At about 100 pages in, the book started to feel a bit slow to me, and I even wondered if there was really enough material for a 385-page superhero send-up.  But then it quickly picked up again, and there was a series of twists and revelations that were unpredictable, engaging, and just plain fun.  As the novel approaches its climax, the complex social criticism beneath the humor comes into sharp focus, and the result is nothing less than mind-blowing.  My laughter and pleasure in the book slowly gave way to anger as the intensity of the larger plot became clear.  Without getting into spoiler territory, the ending is unexpected, but completely apt, and it got me thinking about endings more generally.  So many endings aim to leave the reader satisfied, sad, even horrified – but rarely is anger the intended reaction.  Perhaps more books ought to do so; there’s no shortage of injustice for us to be angry about.

My sense is that Faust’s critique is not so much of psychology but rather a certain aspect of the individualistic, self-help culture – a paradigm that, when taken to its extreme, tends to pathologize self-sacrifice and heroism, and leaves little room for an understanding of social justice.  It’s quite impressive that a book so successful in its humor is also so successful in its thought-provoking social commentary.

Faust is also brilliant at voice and dialogue – his mastery of multiple dialects reminded me of greats like Mark Twain, and that alone makes the book worth reading.  Recommended for anyone who loves superheroes, social criticism, or laughing out loud.

Tio Gilberto All Over the Internets!

My short story, “Tio Gilberto and the Twenty-Seven Ghosts,” is now available for free online at Realms of Fantasy’s website.  It’s also being featured next week in io9’s short-story reading club.  The short story club is a new feature at io9, and the first few stories featured included stories by Isaac Asimov and Elizabeth Bear, so it’s a thrill and an honor to be in such amazing company. 

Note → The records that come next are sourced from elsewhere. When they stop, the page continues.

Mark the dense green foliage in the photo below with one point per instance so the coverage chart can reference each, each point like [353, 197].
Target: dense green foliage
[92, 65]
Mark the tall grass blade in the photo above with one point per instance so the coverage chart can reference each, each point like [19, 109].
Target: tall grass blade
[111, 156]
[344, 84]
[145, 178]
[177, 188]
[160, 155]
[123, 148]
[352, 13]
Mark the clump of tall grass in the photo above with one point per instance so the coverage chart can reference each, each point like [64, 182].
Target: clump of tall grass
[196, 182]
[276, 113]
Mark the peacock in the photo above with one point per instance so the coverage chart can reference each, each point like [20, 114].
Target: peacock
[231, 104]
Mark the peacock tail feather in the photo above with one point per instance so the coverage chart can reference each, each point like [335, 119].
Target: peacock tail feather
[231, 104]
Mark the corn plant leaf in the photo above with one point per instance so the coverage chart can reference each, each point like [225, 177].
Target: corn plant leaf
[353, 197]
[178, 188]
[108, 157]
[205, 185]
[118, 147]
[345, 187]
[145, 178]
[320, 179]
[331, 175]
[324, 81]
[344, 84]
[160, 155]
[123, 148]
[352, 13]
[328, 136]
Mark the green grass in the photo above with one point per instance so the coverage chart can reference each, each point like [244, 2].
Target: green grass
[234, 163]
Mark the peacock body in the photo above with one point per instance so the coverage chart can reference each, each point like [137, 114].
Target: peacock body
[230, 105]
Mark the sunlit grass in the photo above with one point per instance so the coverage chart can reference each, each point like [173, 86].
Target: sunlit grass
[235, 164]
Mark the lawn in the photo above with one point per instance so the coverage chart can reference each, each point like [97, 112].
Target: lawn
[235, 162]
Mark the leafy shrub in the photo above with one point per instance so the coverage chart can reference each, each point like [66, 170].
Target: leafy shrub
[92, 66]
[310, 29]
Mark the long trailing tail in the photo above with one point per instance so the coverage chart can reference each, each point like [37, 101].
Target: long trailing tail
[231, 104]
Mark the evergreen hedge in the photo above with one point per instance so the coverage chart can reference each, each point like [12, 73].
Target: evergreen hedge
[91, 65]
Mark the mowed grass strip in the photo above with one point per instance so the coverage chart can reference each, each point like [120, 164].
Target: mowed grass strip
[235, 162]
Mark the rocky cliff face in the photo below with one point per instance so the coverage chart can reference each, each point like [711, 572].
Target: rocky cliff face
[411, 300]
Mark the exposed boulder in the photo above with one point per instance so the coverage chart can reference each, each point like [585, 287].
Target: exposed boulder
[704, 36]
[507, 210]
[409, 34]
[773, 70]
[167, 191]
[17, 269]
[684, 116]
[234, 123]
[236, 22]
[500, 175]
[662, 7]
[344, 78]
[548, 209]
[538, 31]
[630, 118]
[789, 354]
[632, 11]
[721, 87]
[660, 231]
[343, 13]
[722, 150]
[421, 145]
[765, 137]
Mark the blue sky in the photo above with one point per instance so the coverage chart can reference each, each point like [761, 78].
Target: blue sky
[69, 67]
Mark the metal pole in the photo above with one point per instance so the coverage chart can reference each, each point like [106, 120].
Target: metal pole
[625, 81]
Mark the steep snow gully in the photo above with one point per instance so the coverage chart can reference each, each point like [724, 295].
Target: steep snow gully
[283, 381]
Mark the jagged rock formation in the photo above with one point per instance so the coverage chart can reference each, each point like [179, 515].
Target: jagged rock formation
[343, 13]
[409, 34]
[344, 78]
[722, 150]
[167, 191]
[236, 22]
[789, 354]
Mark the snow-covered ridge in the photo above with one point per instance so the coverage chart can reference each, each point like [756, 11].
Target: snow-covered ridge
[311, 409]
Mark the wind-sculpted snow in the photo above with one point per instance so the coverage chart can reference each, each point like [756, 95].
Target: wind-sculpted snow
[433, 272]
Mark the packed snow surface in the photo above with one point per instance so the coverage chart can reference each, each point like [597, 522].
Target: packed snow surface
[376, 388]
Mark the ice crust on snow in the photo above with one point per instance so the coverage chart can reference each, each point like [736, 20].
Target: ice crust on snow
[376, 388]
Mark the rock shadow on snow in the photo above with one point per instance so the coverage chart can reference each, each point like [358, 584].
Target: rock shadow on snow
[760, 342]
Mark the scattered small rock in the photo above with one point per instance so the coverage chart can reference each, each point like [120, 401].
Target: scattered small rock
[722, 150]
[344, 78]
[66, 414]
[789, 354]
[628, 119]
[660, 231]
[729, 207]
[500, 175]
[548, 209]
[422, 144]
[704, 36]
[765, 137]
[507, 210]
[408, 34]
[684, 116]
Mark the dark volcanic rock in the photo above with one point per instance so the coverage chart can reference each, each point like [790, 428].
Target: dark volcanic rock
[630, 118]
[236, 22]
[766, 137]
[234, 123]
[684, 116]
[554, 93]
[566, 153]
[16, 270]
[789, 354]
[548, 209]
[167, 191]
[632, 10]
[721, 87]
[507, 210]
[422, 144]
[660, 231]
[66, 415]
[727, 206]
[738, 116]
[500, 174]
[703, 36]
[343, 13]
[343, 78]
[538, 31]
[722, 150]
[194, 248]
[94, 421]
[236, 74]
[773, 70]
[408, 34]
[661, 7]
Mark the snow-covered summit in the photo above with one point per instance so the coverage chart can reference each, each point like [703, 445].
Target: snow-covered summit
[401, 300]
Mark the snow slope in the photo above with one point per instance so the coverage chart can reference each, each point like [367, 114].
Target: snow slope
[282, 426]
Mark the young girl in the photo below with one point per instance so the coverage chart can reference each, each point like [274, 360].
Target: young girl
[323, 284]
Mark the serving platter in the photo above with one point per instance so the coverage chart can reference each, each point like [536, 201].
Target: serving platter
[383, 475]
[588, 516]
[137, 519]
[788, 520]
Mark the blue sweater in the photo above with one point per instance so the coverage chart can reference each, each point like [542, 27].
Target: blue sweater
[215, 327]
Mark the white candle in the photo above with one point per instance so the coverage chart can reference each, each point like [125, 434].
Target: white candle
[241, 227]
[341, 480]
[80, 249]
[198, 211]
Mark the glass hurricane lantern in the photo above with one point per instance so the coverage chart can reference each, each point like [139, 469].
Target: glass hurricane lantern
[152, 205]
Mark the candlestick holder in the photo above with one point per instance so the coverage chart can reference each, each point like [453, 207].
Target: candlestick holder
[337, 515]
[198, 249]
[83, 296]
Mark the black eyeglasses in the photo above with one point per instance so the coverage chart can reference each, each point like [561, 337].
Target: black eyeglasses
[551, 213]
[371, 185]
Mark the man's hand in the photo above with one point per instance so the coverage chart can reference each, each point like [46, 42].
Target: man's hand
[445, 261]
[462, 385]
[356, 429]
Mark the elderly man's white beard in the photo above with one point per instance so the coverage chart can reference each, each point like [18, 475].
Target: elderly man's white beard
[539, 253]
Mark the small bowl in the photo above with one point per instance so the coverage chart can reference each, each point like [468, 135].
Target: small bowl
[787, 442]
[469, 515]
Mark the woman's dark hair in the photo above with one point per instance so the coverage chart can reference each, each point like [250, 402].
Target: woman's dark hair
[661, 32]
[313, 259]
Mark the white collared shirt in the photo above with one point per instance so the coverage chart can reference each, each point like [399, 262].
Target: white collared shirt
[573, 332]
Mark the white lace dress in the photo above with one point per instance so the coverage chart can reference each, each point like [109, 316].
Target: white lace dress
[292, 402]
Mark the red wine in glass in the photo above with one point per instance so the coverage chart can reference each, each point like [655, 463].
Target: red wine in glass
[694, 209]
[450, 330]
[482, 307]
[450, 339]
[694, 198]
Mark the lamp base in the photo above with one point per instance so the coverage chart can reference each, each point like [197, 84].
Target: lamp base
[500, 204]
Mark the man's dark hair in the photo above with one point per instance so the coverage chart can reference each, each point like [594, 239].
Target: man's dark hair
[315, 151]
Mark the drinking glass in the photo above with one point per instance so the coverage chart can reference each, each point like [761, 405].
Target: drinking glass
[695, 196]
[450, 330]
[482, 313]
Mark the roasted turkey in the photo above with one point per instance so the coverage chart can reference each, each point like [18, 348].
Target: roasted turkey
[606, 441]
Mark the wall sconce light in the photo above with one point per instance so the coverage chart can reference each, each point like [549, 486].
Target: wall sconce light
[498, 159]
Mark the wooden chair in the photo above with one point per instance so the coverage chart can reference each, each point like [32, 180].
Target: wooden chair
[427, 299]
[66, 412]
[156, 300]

BTW, io9 is one of the coolest places on the internets for sci-fi goodness, as exemplified by recent posts such as 38 reasons why Iron Man is cooler than Darth Vader, Patrick Stewart Explains How Shakespeare Prepares You for Science Fiction Acting, or 20 Great Infodumps from Science Fiction Novels.  Definitely worth adding to your RSS and/or regular routine of obsessive blog-checking. 

Anyway, I’m looking forward to the discussion of “Tio Gilberto” at io9 next Saturday. Many thanks to David Grossman at io9 and Doug Cohen and the gang at Realms for making Gilberto’s internet tour possible!